Through a series of moves, Charlotte-based BofA is looking to shrink itself and raise money ahead of new regulatory rules mandating big banks hold higher levels of capital.

According to The Wall Street Journal, BofA has now put on the block its correspondent mortgage business, which employs about 1,000 people and accounted for 47%, or $27.4 billion, of its mortgage originations in the first quarter.

The decision to exit the business was reached four to six weeks ago in the wake of a review led by Barbara Desoer, Bofas mortgage chief, the paper reported. That review found the correspondent chanel isnt central to BofAs long-term goals.

BofA has bulked up on mortgages over the years through the correspondent channel, which enables it to buy loans that were funded by smaller players.

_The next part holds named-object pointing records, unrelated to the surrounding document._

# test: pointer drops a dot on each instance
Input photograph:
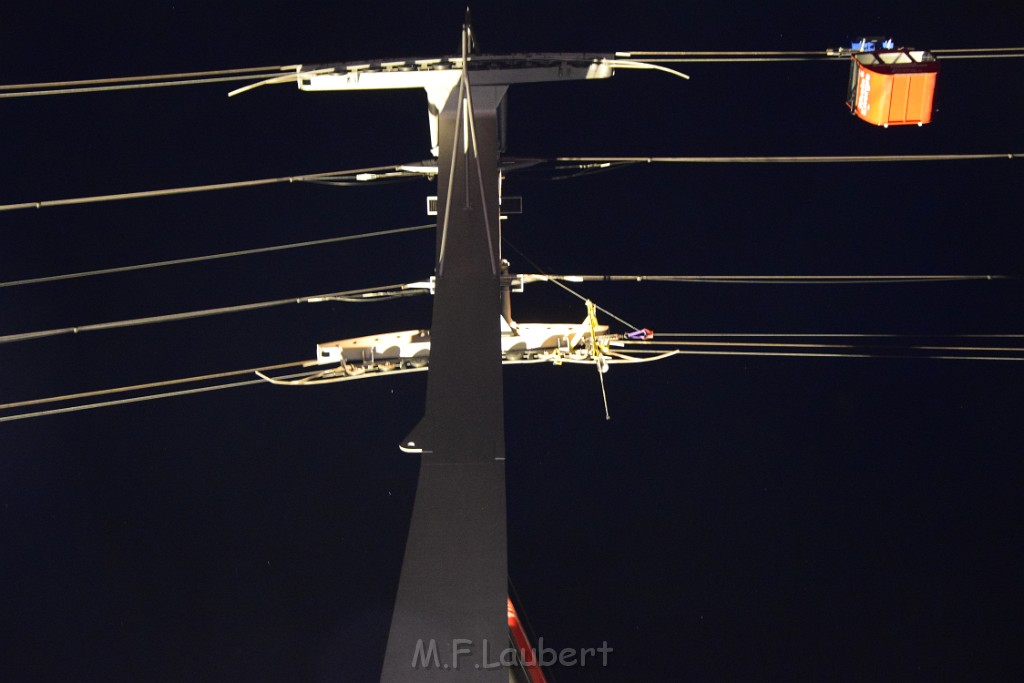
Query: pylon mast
(452, 594)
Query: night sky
(738, 518)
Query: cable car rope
(368, 295)
(211, 257)
(138, 82)
(832, 335)
(695, 56)
(148, 385)
(152, 396)
(826, 354)
(921, 347)
(187, 188)
(774, 280)
(790, 160)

Second only to Wells Fargo (WFC), BofA held a 24.3% share in the correspondent market in the first quarter, according to the Journal.

However, it has run into a flurry of headaches in the mortgage business due to the implosion of the subprime market. These problems were exacerbated by the disastrous decision to buy mortgage giant Countrywide Financial in 2008 before the financial markets nearly collapsed.

BofA has fallen behind other big banks in reaching capital levels required by Basel III in 2013.

BofA has made a number of other moves in recent weeks to shore up investor confidence, including landing a $4 billion investment from billionaire investor Warren Buffett and selling half of its stake in China Construction Bank for $8.3 billion in cash.